The word below is used as a preposition and as an adverb, but never as an attributive adjective.
At least, that is what I believed until I received this email from a reader:
Have you written about the current use (or, rather, misuse) of “below”? People are saying, “Please read the below information and send your reservation,” etc.
Sure enough, a quick Web cruise provides numerous (international) examples of the phrases “below information” and “below form” from sites run by universities, health services, local governments, and newspapers:
To facilitate the application process, please read the below information completely. After reading the below information, please apply.—Virginia Tech graduate school.

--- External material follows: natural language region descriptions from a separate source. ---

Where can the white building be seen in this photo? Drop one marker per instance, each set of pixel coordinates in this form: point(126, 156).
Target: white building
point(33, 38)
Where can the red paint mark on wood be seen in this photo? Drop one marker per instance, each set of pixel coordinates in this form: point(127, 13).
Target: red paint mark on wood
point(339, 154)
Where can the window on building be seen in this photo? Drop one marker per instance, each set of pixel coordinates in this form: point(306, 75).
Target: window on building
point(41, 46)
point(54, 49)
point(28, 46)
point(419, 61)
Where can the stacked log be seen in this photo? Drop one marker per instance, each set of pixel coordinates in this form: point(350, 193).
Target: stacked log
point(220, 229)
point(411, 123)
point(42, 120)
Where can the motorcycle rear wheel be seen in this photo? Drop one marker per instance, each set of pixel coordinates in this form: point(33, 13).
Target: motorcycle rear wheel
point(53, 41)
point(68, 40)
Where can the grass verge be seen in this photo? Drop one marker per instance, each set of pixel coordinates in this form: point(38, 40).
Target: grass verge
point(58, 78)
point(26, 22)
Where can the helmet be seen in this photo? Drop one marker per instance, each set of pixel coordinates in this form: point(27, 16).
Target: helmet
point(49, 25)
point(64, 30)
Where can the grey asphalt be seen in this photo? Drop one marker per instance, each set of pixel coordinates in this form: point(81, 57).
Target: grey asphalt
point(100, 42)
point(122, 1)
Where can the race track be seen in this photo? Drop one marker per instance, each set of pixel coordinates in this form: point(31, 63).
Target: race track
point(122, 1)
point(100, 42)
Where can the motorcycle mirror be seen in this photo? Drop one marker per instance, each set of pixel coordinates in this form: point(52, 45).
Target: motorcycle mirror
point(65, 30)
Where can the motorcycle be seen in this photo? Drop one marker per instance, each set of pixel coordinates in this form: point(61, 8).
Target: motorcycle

Please read the below information carefully before using the old Vocals Syllabus in your exam.—Rock School (UK).
For data classifications and handling please read the below information provided by Purdue University.—Purdue University.
If you already participate in CAQH: Please complete the below form and submit it (or any questions) using the contact information below.—Molina Healthcare.
Please read the below information to help with the application process.—City of Buffalo, New York.
Please read the below information to see which option suits you.—The Sydney Morning Herald (Australia).
In each of these examples, the word below should follow the nouns and not stand in front of them.
The OED defines this use of below as follows:
below adverb: Lower on a written sheet or page; hence, later in a book or writing; at the foot of the page.
When an object is present, below is a preposition:
Read the information below the dotted line. (The object is “the dotted line.”)
When no object is present, below is an adverb:
He was asked to sign his name on the line, but he wrote it below.
In a construction like “Read the information below,” the word modified by the adverb is not stated. O’Conner and Kellerman at Grammarphobia offer this suggestion:
It might sometimes help to imagine an unstated word like “located” or “positioned” in there somewhere: “the offices on the floor [located] below.”
Merriam-Webster muddies the waters in the entry for below as an adverb by placing the word adjective in parenthesis beside the word adverb: be·low adverb (or adjective).
Paul Brians (Common Errors in English Usage) regards the below + noun usage as an oddity:
When calling your readers’ attention to an illustration or table further on in a text, the proper word order is not “the below table” but “the table below.”
Although it is common to see above placed before a noun in this way, doing it with below sounds very strange to most speakers of standard English.